I Yes, there is a method for solving second order d.e s where the independent variable, "x", does not appear explicitly. It's called "quadrature". We can define $v= dy/dt$ and then write $d^2y/dx^2$ as $dv/dx$ and then use the "chain rule" to write $dv/dt= (dv/dy)(dy/dx)= v(dv/dy)$. So $y''= -y$ becomes $v(dv/dy)= -y^2$. That can be written as $vdv= -y^2dy$ and integrated for v= dy/dx as a function of y and so a first order differential equation. Similarly, $d^2y/dx^2= (y- 1)^2$ becomes $v dv/dy= (y- 1)^2$ so that $vdv= (y- 1)^2 dy$.

 

[bigfooted]

In the case y"=y^2 will lead to the Weierstrass elliptic function as a solution, see for instance chapter 6 of H.T. Davis, introduction to nonlinear differential and integral equations

 

[MathewsMD]

I Yes, there is a method for solving second order d.e s where the independent variable, "x", does not appear explicitly. It's called "quadrature". We can define $v= dy/dt$ and then write $d^2y/dx^2$ as $dv/dx$ and then use the "chain rule" to write $dv/dt= (dv/dy)(dy/dx)= v(dv/dy)$. So $y''= -y$ becomes $v(dv/dy)= -y^2$. That can be written as $vdv= -y^2dy$ and integrated for v= dy/dx as a function of y and so a first order differential equation. Similarly, $d^2y/dx^2= (y- 1)^2$ becomes $v dv/dy= (y- 1)^2$ so that $vdv= (y- 1)^2 dy$.

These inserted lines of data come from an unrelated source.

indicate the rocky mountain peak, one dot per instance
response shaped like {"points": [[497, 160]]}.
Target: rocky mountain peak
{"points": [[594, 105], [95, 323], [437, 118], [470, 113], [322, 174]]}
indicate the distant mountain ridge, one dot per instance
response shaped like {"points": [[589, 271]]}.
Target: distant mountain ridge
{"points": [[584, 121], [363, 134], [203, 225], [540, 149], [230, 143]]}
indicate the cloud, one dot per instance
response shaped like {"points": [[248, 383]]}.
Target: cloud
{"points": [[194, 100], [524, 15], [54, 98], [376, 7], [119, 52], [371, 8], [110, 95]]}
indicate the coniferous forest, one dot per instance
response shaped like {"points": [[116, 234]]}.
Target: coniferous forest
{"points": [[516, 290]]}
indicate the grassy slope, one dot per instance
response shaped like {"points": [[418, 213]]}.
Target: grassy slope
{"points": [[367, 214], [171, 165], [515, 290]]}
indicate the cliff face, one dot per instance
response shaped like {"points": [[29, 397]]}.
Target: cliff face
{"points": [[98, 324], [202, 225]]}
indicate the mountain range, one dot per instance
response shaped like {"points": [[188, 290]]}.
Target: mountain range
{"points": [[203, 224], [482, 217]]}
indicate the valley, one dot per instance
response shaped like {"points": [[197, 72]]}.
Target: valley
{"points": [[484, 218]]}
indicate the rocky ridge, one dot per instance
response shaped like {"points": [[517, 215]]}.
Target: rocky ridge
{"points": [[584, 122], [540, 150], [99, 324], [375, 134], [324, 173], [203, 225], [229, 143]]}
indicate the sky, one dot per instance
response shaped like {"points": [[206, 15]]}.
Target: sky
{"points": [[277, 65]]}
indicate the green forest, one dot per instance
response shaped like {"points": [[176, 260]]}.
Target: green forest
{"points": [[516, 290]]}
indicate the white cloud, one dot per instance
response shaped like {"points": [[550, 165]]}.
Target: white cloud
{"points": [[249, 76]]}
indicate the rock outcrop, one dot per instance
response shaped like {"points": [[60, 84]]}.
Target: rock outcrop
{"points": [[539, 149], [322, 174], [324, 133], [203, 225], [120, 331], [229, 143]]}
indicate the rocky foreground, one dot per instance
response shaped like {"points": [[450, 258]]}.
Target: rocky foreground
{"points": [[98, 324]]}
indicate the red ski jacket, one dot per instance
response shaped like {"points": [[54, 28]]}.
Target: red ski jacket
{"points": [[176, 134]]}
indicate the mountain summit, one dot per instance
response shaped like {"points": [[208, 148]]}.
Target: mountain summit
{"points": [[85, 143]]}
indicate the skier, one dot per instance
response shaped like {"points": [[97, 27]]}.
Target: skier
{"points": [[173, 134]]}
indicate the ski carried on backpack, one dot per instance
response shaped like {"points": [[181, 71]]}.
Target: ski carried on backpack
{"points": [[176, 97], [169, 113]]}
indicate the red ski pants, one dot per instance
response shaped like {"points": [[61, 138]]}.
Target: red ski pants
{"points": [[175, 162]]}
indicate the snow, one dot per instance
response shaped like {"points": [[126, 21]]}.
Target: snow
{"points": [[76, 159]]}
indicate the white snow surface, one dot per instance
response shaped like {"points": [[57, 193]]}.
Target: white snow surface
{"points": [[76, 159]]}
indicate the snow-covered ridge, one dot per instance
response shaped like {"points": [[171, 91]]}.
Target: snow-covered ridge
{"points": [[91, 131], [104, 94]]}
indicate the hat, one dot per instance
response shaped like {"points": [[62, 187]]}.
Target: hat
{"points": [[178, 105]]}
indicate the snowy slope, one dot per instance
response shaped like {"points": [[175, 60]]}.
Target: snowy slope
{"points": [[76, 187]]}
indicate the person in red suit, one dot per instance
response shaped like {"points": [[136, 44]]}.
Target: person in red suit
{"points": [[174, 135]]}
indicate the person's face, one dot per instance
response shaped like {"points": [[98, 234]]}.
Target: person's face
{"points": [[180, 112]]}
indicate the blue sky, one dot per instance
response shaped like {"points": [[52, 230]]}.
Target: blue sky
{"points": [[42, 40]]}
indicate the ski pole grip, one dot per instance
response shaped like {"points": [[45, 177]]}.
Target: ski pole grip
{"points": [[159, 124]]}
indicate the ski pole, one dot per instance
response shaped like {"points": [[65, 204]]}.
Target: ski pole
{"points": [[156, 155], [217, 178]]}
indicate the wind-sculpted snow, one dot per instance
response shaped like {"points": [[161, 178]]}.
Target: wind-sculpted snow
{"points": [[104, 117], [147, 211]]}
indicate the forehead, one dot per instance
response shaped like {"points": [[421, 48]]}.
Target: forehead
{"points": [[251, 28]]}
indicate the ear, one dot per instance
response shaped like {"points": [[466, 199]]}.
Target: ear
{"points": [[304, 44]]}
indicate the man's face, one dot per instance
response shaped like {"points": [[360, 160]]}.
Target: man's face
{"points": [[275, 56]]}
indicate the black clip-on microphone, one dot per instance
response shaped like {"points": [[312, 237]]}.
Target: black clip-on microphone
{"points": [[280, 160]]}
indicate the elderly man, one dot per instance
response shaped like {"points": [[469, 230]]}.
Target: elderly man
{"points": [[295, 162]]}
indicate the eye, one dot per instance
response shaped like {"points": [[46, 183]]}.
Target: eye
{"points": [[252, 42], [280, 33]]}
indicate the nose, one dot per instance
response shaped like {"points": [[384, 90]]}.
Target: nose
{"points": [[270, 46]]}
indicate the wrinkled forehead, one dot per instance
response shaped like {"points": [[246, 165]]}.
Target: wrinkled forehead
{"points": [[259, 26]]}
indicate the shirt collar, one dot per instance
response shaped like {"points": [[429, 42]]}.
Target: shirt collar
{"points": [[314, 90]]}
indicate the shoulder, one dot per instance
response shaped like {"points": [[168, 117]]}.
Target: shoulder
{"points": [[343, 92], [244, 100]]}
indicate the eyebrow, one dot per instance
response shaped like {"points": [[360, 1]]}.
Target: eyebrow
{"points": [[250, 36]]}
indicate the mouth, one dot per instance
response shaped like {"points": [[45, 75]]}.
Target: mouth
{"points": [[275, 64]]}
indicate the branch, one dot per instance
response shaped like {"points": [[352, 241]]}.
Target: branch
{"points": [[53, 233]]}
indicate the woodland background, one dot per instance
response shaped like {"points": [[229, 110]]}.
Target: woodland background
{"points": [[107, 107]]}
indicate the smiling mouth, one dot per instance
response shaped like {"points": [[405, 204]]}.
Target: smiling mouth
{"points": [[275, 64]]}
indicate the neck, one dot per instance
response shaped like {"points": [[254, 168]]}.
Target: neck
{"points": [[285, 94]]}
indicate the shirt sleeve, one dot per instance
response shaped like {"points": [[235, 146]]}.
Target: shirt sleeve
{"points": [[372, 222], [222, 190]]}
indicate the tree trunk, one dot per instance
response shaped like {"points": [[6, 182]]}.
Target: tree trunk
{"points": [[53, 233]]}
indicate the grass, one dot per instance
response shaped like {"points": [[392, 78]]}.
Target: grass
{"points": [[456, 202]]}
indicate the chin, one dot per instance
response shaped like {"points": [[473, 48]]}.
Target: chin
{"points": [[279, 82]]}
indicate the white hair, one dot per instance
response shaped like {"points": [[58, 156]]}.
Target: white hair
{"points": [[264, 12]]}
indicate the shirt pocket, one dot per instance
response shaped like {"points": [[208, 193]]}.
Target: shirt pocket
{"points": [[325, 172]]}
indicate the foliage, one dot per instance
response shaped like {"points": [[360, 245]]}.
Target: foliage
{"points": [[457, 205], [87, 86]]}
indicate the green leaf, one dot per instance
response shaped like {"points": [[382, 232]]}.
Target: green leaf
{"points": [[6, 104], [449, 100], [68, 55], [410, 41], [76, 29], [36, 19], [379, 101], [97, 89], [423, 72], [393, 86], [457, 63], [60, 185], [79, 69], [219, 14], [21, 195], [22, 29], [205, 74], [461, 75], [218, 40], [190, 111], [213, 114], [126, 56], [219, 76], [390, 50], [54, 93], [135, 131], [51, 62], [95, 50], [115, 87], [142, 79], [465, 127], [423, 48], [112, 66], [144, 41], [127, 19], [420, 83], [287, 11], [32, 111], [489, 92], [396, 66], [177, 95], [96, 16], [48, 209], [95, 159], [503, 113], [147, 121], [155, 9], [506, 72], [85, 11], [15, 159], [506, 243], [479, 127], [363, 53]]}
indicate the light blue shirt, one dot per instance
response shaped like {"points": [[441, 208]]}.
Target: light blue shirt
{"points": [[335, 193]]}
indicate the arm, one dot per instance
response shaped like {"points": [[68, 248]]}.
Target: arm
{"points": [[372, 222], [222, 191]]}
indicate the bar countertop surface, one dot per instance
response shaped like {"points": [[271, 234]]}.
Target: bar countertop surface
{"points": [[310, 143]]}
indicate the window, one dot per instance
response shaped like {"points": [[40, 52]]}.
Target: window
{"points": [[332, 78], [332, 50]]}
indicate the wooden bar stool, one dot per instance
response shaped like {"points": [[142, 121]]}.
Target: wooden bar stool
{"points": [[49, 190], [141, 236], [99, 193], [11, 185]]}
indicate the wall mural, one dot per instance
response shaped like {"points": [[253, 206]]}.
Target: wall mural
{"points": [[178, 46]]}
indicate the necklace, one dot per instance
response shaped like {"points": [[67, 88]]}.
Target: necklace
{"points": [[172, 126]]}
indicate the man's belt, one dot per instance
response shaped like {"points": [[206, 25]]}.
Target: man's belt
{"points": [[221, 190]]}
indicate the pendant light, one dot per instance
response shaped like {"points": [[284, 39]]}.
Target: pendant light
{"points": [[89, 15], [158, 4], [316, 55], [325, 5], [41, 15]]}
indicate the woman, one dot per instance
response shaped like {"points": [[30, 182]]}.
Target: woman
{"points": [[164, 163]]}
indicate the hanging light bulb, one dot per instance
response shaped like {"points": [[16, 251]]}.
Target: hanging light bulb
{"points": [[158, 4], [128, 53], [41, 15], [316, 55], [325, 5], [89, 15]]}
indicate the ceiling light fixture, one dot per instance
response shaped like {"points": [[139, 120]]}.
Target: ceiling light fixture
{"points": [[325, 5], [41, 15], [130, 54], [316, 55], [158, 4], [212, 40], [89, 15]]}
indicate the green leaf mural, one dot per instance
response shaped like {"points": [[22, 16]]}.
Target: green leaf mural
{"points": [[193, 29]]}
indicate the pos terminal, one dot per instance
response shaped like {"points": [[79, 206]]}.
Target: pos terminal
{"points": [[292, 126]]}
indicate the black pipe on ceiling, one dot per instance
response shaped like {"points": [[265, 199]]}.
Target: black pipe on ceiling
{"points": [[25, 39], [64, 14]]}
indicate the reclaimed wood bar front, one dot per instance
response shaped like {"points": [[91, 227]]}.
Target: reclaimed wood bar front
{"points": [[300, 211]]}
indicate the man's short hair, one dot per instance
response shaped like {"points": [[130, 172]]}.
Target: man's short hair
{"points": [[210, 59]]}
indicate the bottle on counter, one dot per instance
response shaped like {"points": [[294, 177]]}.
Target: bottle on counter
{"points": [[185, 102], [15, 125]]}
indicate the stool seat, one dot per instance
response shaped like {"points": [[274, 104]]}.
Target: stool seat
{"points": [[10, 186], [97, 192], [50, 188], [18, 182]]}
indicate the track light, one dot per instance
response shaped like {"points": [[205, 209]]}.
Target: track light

So in the solution above that I posted, I did do that, and ended up getting:

$$2t + k = \int [(y-1)^3 + C]^{-1/2} dy$$

My main problem is going from here. Trigonometric substitution seems like one method, though I did mess up somewhere (I think) and it's a fairly long process. I feel like I'm overlooking a simpler method and if you could help hint at another way to tack this, that would be great. But if there is not another method, thank you for the help.

 

[MathewsMD]

I've revised my solution since I realized I made a blatant error. I also added an extra image to hopefully make it more clear. So I've arrived at a solution, but I've also been given initial conditions (a y' and y value at specified t) but I can't exactly plug it into solve for the exact solution. If anyone has any ideas on how to solve for the constants and also if there's another better method, that would be very helpful! Thank you!